Reputation: 13
I have set a structure type:
typedef struct {
char *snt[MAX_LINE_LENGTH];
} sentence;
And this line is getting a cast specifies array type
error:
sentence copySentence(sentence *source) {
sentence nw;
nw.snt = (char *[])source->snt; //Here is the error
return nw;
}
What is the best fix for this code line and what is the problem?
Upvotes: 0
Views: 1898
Reputation: 16117
Both nw.snt
and source->snt
are arrays of pointer. To "deep copy" the whole array, you may want to use memmove(nw.snt, source->snt, MAX_LINE_LENGTH * sizeof (char *));
.
Also, people usually prefer passing a pointer to a struct than pass that struct directly to reduce the cost of argument passing.
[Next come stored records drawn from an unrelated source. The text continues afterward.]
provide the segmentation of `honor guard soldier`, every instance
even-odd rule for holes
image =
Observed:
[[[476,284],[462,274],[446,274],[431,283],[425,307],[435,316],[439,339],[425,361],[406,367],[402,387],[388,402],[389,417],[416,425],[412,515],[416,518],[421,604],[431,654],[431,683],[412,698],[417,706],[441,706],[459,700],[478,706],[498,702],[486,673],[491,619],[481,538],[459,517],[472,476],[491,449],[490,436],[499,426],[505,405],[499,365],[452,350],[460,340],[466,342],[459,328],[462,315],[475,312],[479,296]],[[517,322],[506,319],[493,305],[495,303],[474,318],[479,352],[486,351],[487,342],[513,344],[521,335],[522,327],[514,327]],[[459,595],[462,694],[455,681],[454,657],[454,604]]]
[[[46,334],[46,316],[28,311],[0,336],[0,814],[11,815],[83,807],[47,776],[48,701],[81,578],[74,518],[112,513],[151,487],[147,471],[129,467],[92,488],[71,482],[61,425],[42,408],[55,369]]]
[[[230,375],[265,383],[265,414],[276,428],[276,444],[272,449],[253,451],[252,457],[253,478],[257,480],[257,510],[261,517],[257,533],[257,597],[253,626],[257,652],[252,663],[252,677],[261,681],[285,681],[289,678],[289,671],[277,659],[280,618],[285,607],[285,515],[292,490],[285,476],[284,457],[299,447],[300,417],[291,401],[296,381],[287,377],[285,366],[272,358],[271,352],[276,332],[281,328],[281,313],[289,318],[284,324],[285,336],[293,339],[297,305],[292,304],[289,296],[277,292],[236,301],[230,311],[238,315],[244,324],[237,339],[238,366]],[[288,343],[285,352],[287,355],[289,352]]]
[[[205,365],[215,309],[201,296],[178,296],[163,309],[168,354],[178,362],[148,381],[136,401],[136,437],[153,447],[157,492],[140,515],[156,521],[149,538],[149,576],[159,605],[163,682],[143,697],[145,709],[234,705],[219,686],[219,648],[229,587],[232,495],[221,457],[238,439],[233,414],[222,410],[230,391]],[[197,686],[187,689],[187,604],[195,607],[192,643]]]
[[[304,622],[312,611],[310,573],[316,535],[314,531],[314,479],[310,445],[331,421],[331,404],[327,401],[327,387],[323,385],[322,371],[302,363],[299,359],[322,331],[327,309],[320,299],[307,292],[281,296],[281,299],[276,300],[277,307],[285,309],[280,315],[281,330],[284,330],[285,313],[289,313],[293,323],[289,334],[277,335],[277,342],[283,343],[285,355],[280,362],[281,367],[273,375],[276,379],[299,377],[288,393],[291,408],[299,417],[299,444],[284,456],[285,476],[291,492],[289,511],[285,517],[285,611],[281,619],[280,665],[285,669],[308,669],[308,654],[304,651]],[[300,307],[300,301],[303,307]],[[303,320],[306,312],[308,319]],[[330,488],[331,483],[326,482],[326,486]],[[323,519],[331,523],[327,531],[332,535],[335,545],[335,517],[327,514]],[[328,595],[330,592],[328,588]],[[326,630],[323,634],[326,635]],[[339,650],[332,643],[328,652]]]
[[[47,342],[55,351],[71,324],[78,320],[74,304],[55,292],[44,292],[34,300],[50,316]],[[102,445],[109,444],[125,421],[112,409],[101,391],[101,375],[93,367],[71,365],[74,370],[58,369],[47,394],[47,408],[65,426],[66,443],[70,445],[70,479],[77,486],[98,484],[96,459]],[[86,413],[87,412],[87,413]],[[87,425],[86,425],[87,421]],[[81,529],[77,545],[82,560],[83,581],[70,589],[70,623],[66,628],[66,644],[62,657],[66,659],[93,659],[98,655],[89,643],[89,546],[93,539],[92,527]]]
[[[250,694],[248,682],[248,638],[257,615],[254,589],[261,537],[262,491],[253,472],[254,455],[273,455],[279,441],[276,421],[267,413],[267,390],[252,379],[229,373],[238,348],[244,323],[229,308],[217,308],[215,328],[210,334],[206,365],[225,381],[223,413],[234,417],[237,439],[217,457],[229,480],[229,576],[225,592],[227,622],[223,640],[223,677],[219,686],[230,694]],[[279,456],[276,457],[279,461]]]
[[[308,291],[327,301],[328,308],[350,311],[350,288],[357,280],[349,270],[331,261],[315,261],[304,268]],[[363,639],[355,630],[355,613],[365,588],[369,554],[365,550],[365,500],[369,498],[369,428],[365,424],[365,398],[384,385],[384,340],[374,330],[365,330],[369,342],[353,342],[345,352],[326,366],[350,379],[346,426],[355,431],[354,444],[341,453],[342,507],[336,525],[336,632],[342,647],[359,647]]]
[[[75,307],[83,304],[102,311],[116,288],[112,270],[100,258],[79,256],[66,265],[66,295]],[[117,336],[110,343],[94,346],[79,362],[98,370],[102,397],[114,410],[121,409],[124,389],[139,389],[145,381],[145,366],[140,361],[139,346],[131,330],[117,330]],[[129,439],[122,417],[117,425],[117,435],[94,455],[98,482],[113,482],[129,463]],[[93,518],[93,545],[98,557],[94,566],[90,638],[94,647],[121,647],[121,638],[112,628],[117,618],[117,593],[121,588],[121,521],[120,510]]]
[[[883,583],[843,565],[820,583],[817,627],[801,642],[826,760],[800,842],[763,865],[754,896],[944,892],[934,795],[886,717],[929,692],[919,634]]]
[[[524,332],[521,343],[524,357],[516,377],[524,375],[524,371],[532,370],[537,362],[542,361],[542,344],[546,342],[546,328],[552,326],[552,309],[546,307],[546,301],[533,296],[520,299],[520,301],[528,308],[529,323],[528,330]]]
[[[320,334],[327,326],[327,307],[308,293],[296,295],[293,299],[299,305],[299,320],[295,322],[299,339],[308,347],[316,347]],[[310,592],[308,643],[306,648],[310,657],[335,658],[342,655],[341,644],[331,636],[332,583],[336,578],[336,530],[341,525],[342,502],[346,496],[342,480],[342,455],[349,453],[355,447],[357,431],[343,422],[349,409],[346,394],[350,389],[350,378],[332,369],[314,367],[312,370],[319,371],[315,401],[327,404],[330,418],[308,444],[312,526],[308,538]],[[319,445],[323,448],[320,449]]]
In this case, you can
sentence *copySentence(sentence *source) {
sentence *nw;
nw = malloc(sizeof (struct sentence));
memmove(nw.snt, source->snt, MAX_LINE_LENGTH * sizeof (char *));
return nw;
}
Upvotes: 1
Reputation: 25286
You are declaring snt
as an array of pointers to charactes. You probably mean it t be an array of charactes, or a pointer to an array of characters:
char snt[MAX_LINE_LENGTH]; // array of characters to hold your sentence
char *snt; // pointer to array of characters
When you assign an element to a compatible element, there is no need for a cast and casting is here considered harmful because you prevent the compiler from giving you warnings. Note that you do not copy the characters, you only make two structs point to the same sentence.
I leave fixing this to you, as an excercise.